The vice president will make her first Southwest border visit as a presidential nominee with immigration now a national issue.

PHOENIX — Vice President Kamala Harris is expected to make a high-stakes campaign trip Friday to the Arizona border as the Democratic presidential nominee seeks to show voters in the battleground state and around the country that she's committed to solving a top issue that her opponent, Republican Donald Trump, has owned since taking the political stage.

Harris is expected to visit up to two border locations in southern Arizona, and possibly hold an event in Tucson.

Harris' trip will mark her second visit to the Southwest border in almost four years as vice president and her first as a presidential nominee. 

Two months after taking office, President Joe Biden assigned Harris the task of dealing with the root causes of immigration in migrants' home countries. Her critics would dub Harris the "border czar."

Harris has had to live down a June 2021 interview with NBC's Lester Holt in which she claimed she had traveled to the Southwest border. 

When Holt pushed back that she hadn't made the trip, Harris responded: "And I haven't been to Europe. And I don't understand the point that you're making."

Seventeen days later, Harris visited the Port of Entry in El Paso, Texas, her first border stop.

Immigration a top issue nationwide

Under Biden, the border has become a national issue.

The historic surge of migrants has been dispersed all over the country. Big cities like New York and Chicago have had to foot bills in the hundreds of millions of dollars for resettlement.

The border and immigration now rank among the top issues for voters in Arizona and nationwide. 

Nationwide, voters' most important issues are inflation, threats to democracy and immigration/the border, according to an NBC News survey. 

The economy, immigration and abortion rank as the top three issues for likely Arizona voters, according to a New York Times/Siena College poll earlier this month. 

Trump held a five-point lead over Harris this week in the Times/Siena Arizona poll. The poll was done in the days after a planned assassination attempt against Trump in Florida.

In 2020, Biden defeated Trump in Arizona by just 10,500 votes - three-tenths of a percentage point.
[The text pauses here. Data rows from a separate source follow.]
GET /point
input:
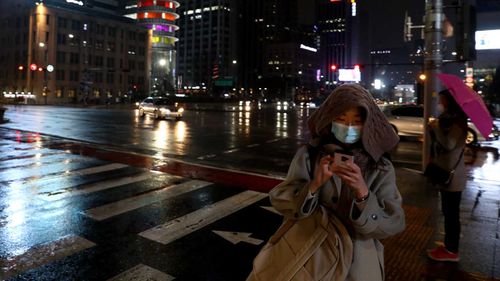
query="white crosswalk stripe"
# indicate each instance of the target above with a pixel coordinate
(142, 273)
(94, 187)
(132, 203)
(179, 227)
(54, 195)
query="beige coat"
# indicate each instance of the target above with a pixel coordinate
(453, 143)
(381, 215)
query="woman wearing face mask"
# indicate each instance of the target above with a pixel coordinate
(363, 193)
(448, 133)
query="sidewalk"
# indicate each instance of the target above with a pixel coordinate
(480, 219)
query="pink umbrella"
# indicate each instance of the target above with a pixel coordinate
(470, 102)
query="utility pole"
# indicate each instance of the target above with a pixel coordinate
(433, 60)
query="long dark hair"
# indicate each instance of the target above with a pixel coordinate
(453, 113)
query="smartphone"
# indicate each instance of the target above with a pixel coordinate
(343, 157)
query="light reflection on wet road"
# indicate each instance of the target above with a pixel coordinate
(41, 188)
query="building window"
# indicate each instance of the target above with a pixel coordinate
(99, 61)
(112, 32)
(61, 57)
(98, 77)
(99, 44)
(74, 76)
(60, 75)
(62, 22)
(111, 47)
(61, 39)
(110, 78)
(75, 24)
(110, 62)
(74, 58)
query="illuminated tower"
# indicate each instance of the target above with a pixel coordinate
(159, 17)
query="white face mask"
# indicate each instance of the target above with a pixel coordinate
(346, 134)
(440, 108)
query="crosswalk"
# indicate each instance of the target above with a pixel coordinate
(58, 208)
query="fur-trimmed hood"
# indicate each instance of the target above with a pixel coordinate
(378, 137)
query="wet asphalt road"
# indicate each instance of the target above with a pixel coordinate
(68, 215)
(262, 141)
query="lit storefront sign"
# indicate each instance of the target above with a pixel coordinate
(349, 75)
(302, 46)
(488, 39)
(75, 2)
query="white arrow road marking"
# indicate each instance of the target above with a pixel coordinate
(271, 209)
(42, 255)
(236, 237)
(179, 227)
(142, 272)
(132, 203)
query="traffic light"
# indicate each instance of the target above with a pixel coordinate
(466, 31)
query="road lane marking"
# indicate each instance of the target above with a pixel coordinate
(207, 156)
(271, 209)
(94, 187)
(142, 272)
(237, 237)
(43, 254)
(253, 145)
(132, 203)
(181, 226)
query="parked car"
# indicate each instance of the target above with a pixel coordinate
(408, 120)
(161, 107)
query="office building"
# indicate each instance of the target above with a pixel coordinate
(159, 17)
(69, 51)
(206, 56)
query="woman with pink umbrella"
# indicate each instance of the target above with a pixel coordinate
(448, 133)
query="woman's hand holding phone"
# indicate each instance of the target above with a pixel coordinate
(351, 174)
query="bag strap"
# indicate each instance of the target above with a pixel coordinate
(313, 153)
(281, 231)
(459, 158)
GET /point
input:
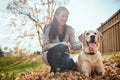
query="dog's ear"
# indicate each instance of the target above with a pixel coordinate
(100, 36)
(82, 37)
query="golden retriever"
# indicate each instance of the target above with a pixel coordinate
(89, 61)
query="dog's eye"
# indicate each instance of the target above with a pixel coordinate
(87, 34)
(95, 33)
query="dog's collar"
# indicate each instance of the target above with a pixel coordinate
(90, 53)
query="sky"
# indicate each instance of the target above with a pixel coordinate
(83, 15)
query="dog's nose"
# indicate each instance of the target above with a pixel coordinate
(92, 37)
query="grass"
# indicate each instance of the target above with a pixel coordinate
(19, 64)
(112, 55)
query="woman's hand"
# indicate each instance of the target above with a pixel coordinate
(68, 44)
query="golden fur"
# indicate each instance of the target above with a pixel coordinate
(90, 59)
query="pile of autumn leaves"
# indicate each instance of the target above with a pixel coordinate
(112, 73)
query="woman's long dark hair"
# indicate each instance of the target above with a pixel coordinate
(53, 30)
Biden was only the second Democrat to win the state in 72 years.

Early voting in Arizona starts Oct. 9, 12 days after Harris' visit.

Border apprehensions near 4-year low

Harris will survey a border where monthly migrant apprehensions are currently trending near the four-year-old lows of about 50,000 from Trump's term in office after soaring to a record high of 250,000 apprehensions last December.

A Biden Administration crackdown on asylum claims is credited with reversing the surge.

The Tucson sector that Harris will visit has been the busiest on the Southwest border, according to data from U.S. Customs and Border Protection.

The migrant encounters have jumped 40.3% during the first 11 months of the fiscal year. The sector accounts for one-third of all migrant encounters on the Southwest border 

Democrats move to the right

Harris and fellow Democrats have responded to political and practical realities by moving to the right on immigration. 

A Harris policy paper from 2019 pledged to use executive action to protect Dreamers from deportation and provide a path to citizenship. Now Harris appears to be waffling on that pledge. 

According to Axios, the Harris campaign declined to say this week whether Harris would still take those executive actions. 

During campaign speeches, Harris forcefully defends the bipartisan border security bill that was negotiated in Congress last spring but killed by GOP lawmakers under pressure from Trump. The legislation was one of the toughest border security bills in decades.

"She's going to talk about ... how you solve this problem. How do you fix the issue?" Arizona Democratic Sen. Mark Kelly told a CNN interviewer Tuesday.

"You hire more Border Patrol agents. You pay them more, so you get better retention. You build the infrastructure you need at the border. Fentanyl detection machines. Upgrade our ports of entry. Our ports of entry in Arizona are so important to our economy."

Trump plans historic deportation

Trump is promising the largest deportation effort in American history to remove millions of undocumented immigrants with the military's help. More recently, Trump has fired up crowds with promises to deport immigrants who are in the country legally.

The former president's attacks on legal and illegal immigrants have escalated in recent weeks after he spread a false story about cats and dogs being eaten by Haitian asylum seekers in Ohio. 

Trump hasn't retracted the claims. 

Ohio Republican Gov. Mike DeWine has defended the Haitians: “These people are here legally. They came to work. These are good people.”